The Fed's QE3 does a funny thing to commodity prices. It can't magically create more supply to satisfy demand, so any new demand is panic buying by hedge funds and other money managers who stampede into hard assets. That's happening in the oil markets now. Blame Helicopter Ben for making your driving addiction more expensive. There's plenty of blame for hedge funds too; their HFT algorithms play so much havoc with prices that they probably caused a flash crash in oil prices today. The onset of hyperinflation often brings uncontrollable swings in short-term input prices that make it impossible for producers to reliably plan production. This eventually hits the real economy with shortages of finished goods. People will be queuing in line at your favorite grocery store, hardware store, appliance store, and car dealer to draw lots for the chance to buy goods that might become available with no notice. Once again, thank Helicopter Ben for making your life more difficult.
The slowdown in U.S. manufacturing activity is coming just in time to make the national election season interesting. Hardly any Americans work in manufacturing anymore so they won't see the effects until their service jobs stocking shelves at Wal-Mart are eliminated. You can't put stuff on shelves if it's not getting made.
Even Wall Street analysts are figuring out that the U.S. is slowing down and that businesses will see reduced earnings. I'd like to think they all took a break from playing drinking games in the office long enough to read my blog but that would be giving these folks too much credit for original thinking. Investors who bought stocks on he assumption that the Fed's QE3 can keep the market afloat are in for a rude awakening when the reality of lower earnings becomes official.

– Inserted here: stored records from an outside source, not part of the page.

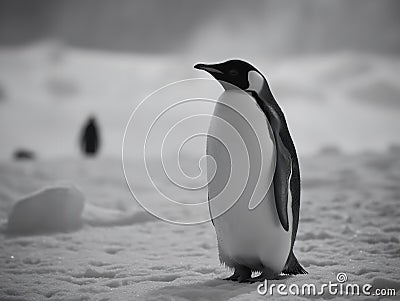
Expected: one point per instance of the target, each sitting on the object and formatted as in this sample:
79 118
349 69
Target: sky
332 65
263 27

The ECB's attempt at QE won't be any more successful than the Fed's at propping up equity prices, given the restrictions on debtor countries' eligibility for the bond-buying program. I've written quite a bit on the political games European leaders have been playing to make the markets think everything will be okay. The market loses interest in the shuttle diplomacy of finance ministers if it doesn't produce corporate earnings or restore solvency to bankrupt countries. The markets can figure this out, unexpectedly. Politicians can't figure this out, which is expected.